Mar 12, 2014

Muppets Most Wanted [U]

Dir: James Bobin
Sequels are a strange sort of contract between a filmmaker and an audience.  One party promises to deliver something like what the other party previously enjoyed, but without making it so similar that the audience feels that they have been short changed.  On the face of it, Muppets Most Wanted delivers to the letter on this contract, but the ways in which it departs from 2012's wonderful The Muppets are likely to be disappointing, especially for an adult audience.

The Muppets often take on familiar film structures and give them their own distinctive spin, last time it was the old canard of getting the band back together/putting on a show, this time it's the caper movie. The film revolves around a case of mistaken identity; when 'the world's most dangerous frog', Constantine, escapes from a Siberian gulag his uncanny resemblance to Kermit allows him to take Kermit's place at the head of The Muppet Show, using it as a front for a series of heists, while Kermit is recaptured by Nadia (Tina Fey) and thrown into the gulag.

The film resumes directly after the final shot of The Muppets (complete with obvious body doubles for Jason Segel and Amy Adams), segueing into a song about the idea of doing a sequel.  This is one of the film's best numbers, suggesting some amusing ideas including one priceless spoof that is the best gag in the whole film.  Soon after, the gang are won over by Dominic Badguy (groan), played by Ricky Gervais (GROAN), who offers to promote their tour and we're off on the caper.

The great thing about The Muppets was that it set the emotional stakes high.  Remember that scene where we find Fozzie in his Las Vegas 'dressing room', or Pictures In My Head?  Those moments, along with many others, were funny, but they combined the laughs with a deep emotional resonance that connected with the audience's relationship to these characters, who many of them have been watching all their lives.  This depth is absent from Muppets Most Wanted.  A few scenes about Miss Piggy's desire to marry Kermit attempt to find something like this level of connection, but with Kermit off in his own story it just doesn't stick.

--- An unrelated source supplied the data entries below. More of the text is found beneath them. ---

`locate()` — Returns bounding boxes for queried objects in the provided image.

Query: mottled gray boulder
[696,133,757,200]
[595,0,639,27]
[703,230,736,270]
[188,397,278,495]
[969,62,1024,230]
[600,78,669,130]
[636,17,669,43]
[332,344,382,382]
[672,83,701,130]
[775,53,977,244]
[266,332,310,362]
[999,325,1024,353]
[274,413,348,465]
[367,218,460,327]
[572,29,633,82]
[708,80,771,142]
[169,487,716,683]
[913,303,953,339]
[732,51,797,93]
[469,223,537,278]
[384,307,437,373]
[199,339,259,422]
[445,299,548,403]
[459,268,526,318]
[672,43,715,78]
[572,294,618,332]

Alongside its pathos and emotion, The Muppets was bust a gut funny, and that's another area in which Muppets Most Wanted simply doesn't bear up to its predecessor.  There are some funny moments, but the film leans too heavily on cameos, many of which clunk, and for the most part is only mildly funny.  Ricky Gervais is more tolerable than usual as Dominic, but there's still a sense of smugness about him, and I simply don't find him amusing (though the fact that his funniest line comes when he's introduced is unhelpful).  Tina Fey works hard and has a solid enough comedy Russian accent.  She seems to be dubbed for her big song, which is fine, but seems a missed opportunity for some good jokes.  Fey gets much of the funniest stuff in the film as an outwardly cruel gulag boss, mining laughs from the affection she sometimes has for the prisoners (all played by cameoing stars, including one who gets a very funny namecheck).

The gulag scenes are easily the film's best, not least because they reunite us with Kermit, whose almost total absence from the main storyline just feels strange and makes this feel much less of a Muppet movie.  This side of the film also provides it with a little of the 'let's put on a show' stuff that the Muppets do best.  The caper movie falls down for the simple reason that it just isn't that much fun.  Ty Burrell does his best Jean Dujardin as an Interpol cop paired with Sam Eagle's CIA agent (their joke about badges goes on far too long), but Gervais and Constantine make for anemic villains and the jokes just aren't that inventive.  At two hours or so the movie drags, with the so-so songs (I couldn't hum you any of them bar 'We're Doing A Sequel') and  sometimes flat gags making it wheeze its way to the finish line.  It's perhaps more kid oriented than the previous film, but it's not as if the adult skew of some of the jokes and the emotion of The Muppets (or Frozen, for that matter) left the kids in the audiences I saw it with behind.  By contrast, Muppets Most Wanted often felt like it was leaving the adult audience behind, whether on purpose or by accident.

Ultimately the biggest issue with Muppets Most Wanted is that as I sit here and write this I find myself thinking back on gags and songs and moments not from it but from The Muppets.  That film has lasted in my memory, this one vanished within moments of the credits rolling.